Ok dann wäre so ein BIOS Flash auf jeden Fall mal eine Überlegung wert. Auf der Gigabyte Homepage heißt es ja die G1 Karten hätten ein DualBios, bei meinen bisherigen Karten mit DualBios war allerdings immer ein Schalter auf der Karte eingebaut. Wie ist das hier? Hat die Karte wirklich ein DualBios?


----------



## GamingWiidesire (16. Dezember 2014)

*AW: Gigabyte GTX 970 G1 Gaming übertakten*

@ Ich habe mittlerweile wieder ein anderes Bios geflasht. Mit 1,312V habe ich zwar 1542 MHz Gamestable geschafft, allerdings war sie nach längeren Spielen circa 5 Grad wärmer, die Lüfter etwas lauter und die tatsächlichen Leistungszuwächse sind jetzt nicht so viel. Aufgrunddessen und wegen der eventuell kürzeren Lebenszeit, ist mein Bios nun wiefolgt:

Standardspannung 1,212V (ist stabil, nur bei 1,26V eingestellt schwankt die Spannung)
 ~1475 MHz Gamestable (genauen Takt weiß ich grad nicht ob 1471 oder 1474)
975 RPM im Idle
Maximal 2100 RPM bei 80 Grad, dazwischen variable RPM



coco1811 schrieb:


> Ok dann wäre so ein BIOS Flash auf jeden Fall mal eine Überlegung wert.

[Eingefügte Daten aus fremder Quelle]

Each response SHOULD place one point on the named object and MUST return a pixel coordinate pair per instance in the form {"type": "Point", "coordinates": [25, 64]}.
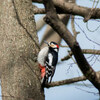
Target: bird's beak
{"type": "Point", "coordinates": [46, 42]}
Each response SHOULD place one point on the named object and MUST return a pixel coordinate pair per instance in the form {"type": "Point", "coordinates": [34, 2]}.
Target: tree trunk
{"type": "Point", "coordinates": [20, 79]}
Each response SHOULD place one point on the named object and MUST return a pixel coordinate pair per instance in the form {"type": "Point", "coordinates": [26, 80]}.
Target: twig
{"type": "Point", "coordinates": [53, 20]}
{"type": "Point", "coordinates": [85, 51]}
{"type": "Point", "coordinates": [19, 21]}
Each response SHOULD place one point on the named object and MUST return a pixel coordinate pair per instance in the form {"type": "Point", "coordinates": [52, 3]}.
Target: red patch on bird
{"type": "Point", "coordinates": [57, 46]}
{"type": "Point", "coordinates": [42, 68]}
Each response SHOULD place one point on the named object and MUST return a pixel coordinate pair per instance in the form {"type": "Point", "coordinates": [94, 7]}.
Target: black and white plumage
{"type": "Point", "coordinates": [47, 59]}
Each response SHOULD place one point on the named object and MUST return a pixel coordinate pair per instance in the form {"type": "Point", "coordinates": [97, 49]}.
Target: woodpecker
{"type": "Point", "coordinates": [47, 59]}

Auf der Gigabyte Homepage heißt es ja die G1 Karten hätten ein DualBios, bei meinen bisherigen Karten mit DualBios war allerdings immer ein Schalter auf der Karte eingebaut. Wie ist das hier? Hat die Karte wirklich ein DualBios?

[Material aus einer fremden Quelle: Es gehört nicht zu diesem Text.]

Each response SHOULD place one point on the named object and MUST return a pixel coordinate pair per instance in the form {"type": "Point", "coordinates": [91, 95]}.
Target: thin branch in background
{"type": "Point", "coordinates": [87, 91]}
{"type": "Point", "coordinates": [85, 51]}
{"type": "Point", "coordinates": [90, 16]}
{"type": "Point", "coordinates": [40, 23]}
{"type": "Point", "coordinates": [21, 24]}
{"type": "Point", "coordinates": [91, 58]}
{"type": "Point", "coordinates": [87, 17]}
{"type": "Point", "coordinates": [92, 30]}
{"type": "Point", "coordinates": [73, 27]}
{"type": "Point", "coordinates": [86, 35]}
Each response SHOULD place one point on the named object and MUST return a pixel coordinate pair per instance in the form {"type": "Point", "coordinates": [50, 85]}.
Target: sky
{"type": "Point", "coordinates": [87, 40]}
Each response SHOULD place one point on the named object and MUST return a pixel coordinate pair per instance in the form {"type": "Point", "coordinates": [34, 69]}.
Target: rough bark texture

Je nach angesteckten DVI Port hast du ein unterschiedliches Bios bei der G1.


----------



## coco1811 (16. Dezember 2014)

*AW: Gigabyte GTX 970 G1 Gaming übertakten*

Das bedeutet also, dass die Karte kein richtiges DualBios hat ?!

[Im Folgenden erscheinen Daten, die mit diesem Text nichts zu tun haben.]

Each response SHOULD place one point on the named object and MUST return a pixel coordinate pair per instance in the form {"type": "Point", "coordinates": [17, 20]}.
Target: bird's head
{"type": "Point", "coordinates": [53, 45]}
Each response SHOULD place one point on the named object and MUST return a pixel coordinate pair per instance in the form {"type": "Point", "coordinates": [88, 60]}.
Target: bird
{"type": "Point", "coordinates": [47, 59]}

Momentan habe ich mit dem originalen BIOS und Standartspannung 1464/3900 Gamestable, demnach würde sich also ein BIOS Update nicht lohnen wie ich das so sehe..


----------



## GamingWiidesire (17. Dezember 2014)

*AW: Gigabyte GTX 970 G1 Gaming übertakten*

Kommt drauf an, die Lüfter im Idle sind schon unnötig laut. Ich konnte sie leicht aus meinem Gehäuse raushören. Jetzt höre ich garnichts mehr dank Custom BIOS.


----------



## cryon1c (17. Dezember 2014)

*AW: Gigabyte GTX 970 G1 Gaming übertakten*

Hab die Windforce 3X revision 1.1.
Mit der geht +202Mhz auf GPU und +296 auf VRAM ohne die Core Voltage zu bewegen. 112% powerlimit, den Rest habsch ich net angefasst. Ja das ist keine G1 Gaming, aber ich mag die Karte. 
Was interessant ist, das PCB scheint das gleiche zu sein wie bei der G1, auch der LED-Anschluss ist an derselben Stelle, aber natürlich nicht belegt da nix LED vorhanden^_^ 
Mit den Werten schafft sie 65°C max unter Furmark  Burn-In, bei Spielen geht die nicht über 60°, folding@home mit der - max 54°C was schon genial ist. 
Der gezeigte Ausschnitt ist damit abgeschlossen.